As I read the 1st amendment to our constitution, "Congress shall make no law respecting an establishment of religion, or prohibiting the free exercise thereof; or abridging the freedom of speech, or of the press; or the right of the people peaceably to assemble, and to petition the Government for a redress of grievances."
This is the only supreme law of the land that even mentions any thing concerning Separation of Church and State. What most people fail to realize is that the concept of SOC&S was a fully developed philosophy that many believed in but not all. Consequently the philosophy was NOT made law except for this one small part of the philosophy. However, this one small part of the philosophy is today read by some as if it represents and institutes the entire philosophy.
It is done through linguistic dishonesty. The phrase "an establishment of religion" is treated as if it were a verbal phrase - and as a result that is what it has come to be understood as meaning today - and for no other reason than this false interpretation of that phrase was played with by lawyers ignorant of the linguistics of the day the amendment was written. When the 1st amendment was written, that phrase was grammatically and linguistically only used as a noun phrase.

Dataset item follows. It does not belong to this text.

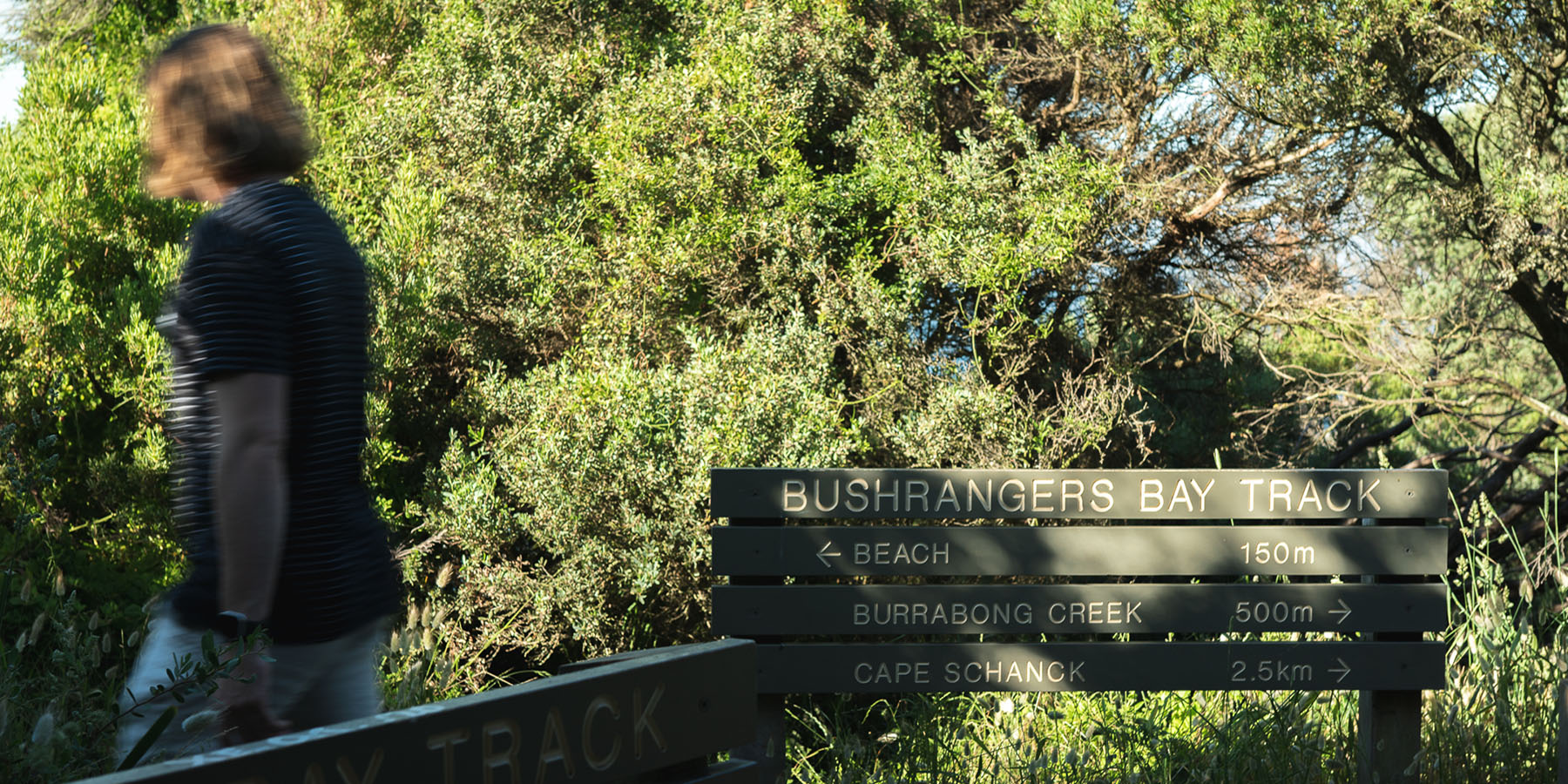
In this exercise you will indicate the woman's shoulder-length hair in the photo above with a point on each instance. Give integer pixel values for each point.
(219, 109)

AN ESTABLISHMENT OF RELIGION is not a behavior, action or condition that results in firming up religion notions. AN ESTABLISHMENT OF RELIGION is an organization operated for the furtherance of religious activities. The first amendment protects church organizations from being told how they are to do their business. Congress cannot, for example, tell Presbyterians how to confirm bishops or what their qualifications must be, nor can Congress tell Muslims who they must pray to. The business of the church or other religious establishments is of no concern of the government and beyond its legislative domain. That amendment protects church organizations from being legislated. It has nothing to do with if people can pray in school or mention God, or swear upon a bible in a court room. In fact such laws would inhibit the free exercise thereof. That amendment is an organizational wall between the institutions of government and the institutions of religion.
The only other aspect of SOC&S that was "written" in to the constitution was actually something NOT written into it. The constitution does not establish any state church or specific religion. The end result is that both institutions are organizationally and procedurally free from each other.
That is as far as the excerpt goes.